Now, Annabelle pulled off her jacket and un-did the belt loops holding the shoulder holster in place. She gently took the gun and placed it atop the bed stand, and then unclasped the snaps that encased it in the holster. She wanted to be able to pull it quickly if the need arose.
Then she sighed and her shoulders dropped. As she peeled off her clothes in the warm, dark room and let them drop to the plush carpet beside the bed, she turned to stare out the tall windows across the room. The glass was floor to ceiling, affording an amazing view. The twinkling sky line of New York City beckoned with its majesty. She wondered what all of those lights meant. All those windows and the people behind them, living their own separate lives.
She moved to the tall windows and stood gazing out. How many of those people were in trouble? Hiding? How many of them were lonely? Wasn’t it in some song that New York was the loneliest city in the world?
At that moment, Annabelle felt more lonely than she could have imagined.
And, it was at that moment that the door adjoining her room to Jack’s opened.
She turned at the sound. She’d left the door unlocked so that Jack could get in if there was an emergency.
Now he stood, framed by the light behind him, still fully dressed but for the head wrap, which he’d taken off at some point, and the gauntlet gloves, which he’d also shed. His blonde hair fell in loose curls to his shoulders. His tall black-clad frame nearly filled the doorway.

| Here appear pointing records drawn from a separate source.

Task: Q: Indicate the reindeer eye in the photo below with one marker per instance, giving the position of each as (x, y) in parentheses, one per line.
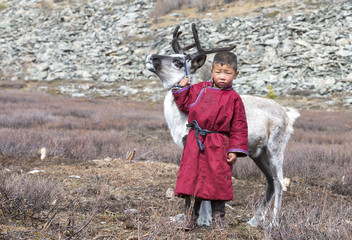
(178, 63)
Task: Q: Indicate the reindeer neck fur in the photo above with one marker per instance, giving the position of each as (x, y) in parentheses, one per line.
(175, 119)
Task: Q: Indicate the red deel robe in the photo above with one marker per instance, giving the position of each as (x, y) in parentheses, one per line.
(207, 174)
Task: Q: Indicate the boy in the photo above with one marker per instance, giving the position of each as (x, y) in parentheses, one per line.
(218, 135)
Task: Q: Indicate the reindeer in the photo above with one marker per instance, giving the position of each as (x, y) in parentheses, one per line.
(270, 125)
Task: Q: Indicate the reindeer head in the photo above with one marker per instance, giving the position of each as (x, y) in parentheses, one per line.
(171, 69)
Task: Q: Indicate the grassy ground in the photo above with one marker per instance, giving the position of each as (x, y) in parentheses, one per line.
(86, 188)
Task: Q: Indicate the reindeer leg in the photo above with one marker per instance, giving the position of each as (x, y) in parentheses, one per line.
(205, 214)
(263, 164)
(279, 185)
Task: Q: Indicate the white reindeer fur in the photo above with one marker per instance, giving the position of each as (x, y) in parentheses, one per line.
(270, 126)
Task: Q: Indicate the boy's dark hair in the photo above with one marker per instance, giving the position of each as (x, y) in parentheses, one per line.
(224, 58)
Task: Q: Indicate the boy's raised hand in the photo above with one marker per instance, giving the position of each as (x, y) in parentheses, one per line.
(184, 82)
(232, 157)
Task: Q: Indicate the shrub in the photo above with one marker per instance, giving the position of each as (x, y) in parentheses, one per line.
(24, 197)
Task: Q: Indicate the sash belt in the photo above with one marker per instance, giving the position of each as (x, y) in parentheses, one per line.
(199, 131)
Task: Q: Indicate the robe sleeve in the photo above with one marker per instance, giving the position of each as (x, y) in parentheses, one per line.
(238, 137)
(183, 98)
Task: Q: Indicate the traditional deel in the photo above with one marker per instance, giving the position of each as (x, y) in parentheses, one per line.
(221, 114)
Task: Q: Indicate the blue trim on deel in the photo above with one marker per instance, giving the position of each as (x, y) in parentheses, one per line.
(181, 90)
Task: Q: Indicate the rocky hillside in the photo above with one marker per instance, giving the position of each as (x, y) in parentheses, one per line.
(299, 48)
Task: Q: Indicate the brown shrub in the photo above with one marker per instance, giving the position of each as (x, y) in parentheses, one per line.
(23, 197)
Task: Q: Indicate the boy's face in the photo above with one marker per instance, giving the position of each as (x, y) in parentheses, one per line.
(223, 75)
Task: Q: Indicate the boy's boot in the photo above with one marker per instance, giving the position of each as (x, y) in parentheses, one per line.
(191, 214)
(218, 213)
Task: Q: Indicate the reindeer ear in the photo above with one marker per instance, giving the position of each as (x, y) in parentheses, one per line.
(198, 62)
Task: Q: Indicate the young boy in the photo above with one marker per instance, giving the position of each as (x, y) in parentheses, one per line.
(218, 135)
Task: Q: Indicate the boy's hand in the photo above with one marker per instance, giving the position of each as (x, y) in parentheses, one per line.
(184, 82)
(232, 157)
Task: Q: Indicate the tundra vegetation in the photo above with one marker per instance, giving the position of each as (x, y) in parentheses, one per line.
(85, 188)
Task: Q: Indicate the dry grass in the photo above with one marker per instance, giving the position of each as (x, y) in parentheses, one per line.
(119, 199)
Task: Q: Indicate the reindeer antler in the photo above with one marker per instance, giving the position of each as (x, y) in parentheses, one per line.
(177, 48)
(176, 45)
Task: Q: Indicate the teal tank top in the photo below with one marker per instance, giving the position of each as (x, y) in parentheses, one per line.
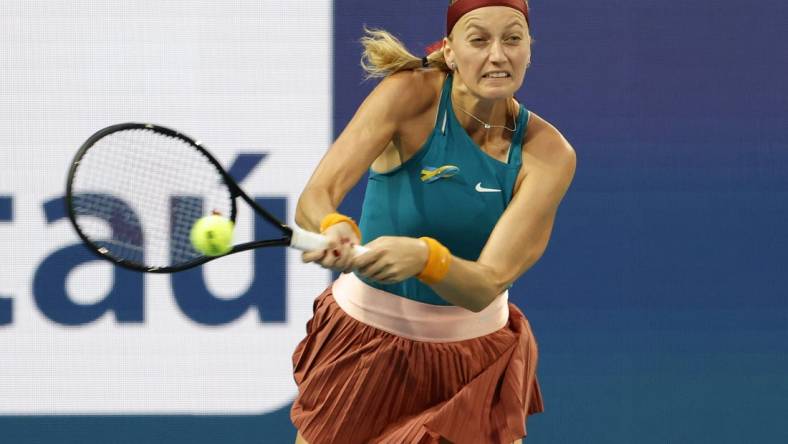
(449, 190)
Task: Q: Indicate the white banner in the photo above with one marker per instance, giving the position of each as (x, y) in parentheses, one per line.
(242, 77)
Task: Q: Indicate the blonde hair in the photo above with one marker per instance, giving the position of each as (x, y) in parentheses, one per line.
(385, 55)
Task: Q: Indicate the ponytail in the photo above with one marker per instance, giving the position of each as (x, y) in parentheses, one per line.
(385, 55)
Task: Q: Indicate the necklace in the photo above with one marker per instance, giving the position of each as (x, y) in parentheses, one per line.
(488, 125)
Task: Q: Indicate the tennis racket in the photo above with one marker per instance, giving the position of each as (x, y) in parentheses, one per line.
(135, 190)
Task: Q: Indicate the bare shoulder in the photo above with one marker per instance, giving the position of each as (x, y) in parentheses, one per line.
(545, 147)
(409, 94)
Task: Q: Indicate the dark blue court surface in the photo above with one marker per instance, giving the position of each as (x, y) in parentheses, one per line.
(661, 304)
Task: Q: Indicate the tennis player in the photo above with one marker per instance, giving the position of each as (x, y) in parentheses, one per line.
(416, 341)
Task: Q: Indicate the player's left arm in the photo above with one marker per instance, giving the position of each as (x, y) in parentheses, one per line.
(521, 235)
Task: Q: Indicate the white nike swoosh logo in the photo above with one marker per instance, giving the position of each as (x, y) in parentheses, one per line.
(481, 189)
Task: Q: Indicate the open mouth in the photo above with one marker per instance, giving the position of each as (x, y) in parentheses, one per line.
(497, 75)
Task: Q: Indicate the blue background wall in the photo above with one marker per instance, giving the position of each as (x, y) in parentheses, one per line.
(660, 306)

Annabelle gazed up at him. He’d gone stock-still, his blue eyes burning like sapphires in a desert. He was staring at her in a way he never had before. There was an expression on his face akin to hunger, to anger, to desperation.
She blinked and looked down, only then realizing that she was completely undressed.
Her breath caught in her throat, but she didn’t move. She did not make a break for the bed or for her clothes. She stood there, outlined by the skyline of New York, and let him look.
With quiet deliberation, Jack closed the door behind him and then locked it, never once taking his eyes off of her. Annabelle forced herself to breathe. It wasn’t easy. She watched him move slowly toward her. He was a towering figure of speed and strength and secrets, but he approached her like one would a caged lion.
She didn’t run. She was incapable of movement.
As he closed the distance between them, she recognized a fleeting reservation… He’s married… But the thought flitted before her mind’s eye, flickered into specks of dust, and then was blown away, along with the rest of her ability to reason.
Just before he cupped the back of her neck with his hand and bent to claim her lips in a kiss, she had just enough time to be thankful that she was on birth control.
And that was the last logical notion she had all night.
Jack stared down at the woman sleeping beside him. His hand rested on the curve of her waist. Her back was nestled against his chest. He listened to her breathe and his eyes traced the long, silken locks of her hair that fell in honeyed red and gold waves across the pillow.
He cursed himself inside. This was wrong in so many ways, he couldn’t count them. But, most importantly, it would change things between them. There was no going back now.
He’d protected her for so long. From him, from his life, from everything it stood for. And now he may as well stand her in front of a firing squad and hold his ears.
He brushed a lock from her cheek and admired the curve of her chin. He followed that curve down her throat to her rising and falling chest.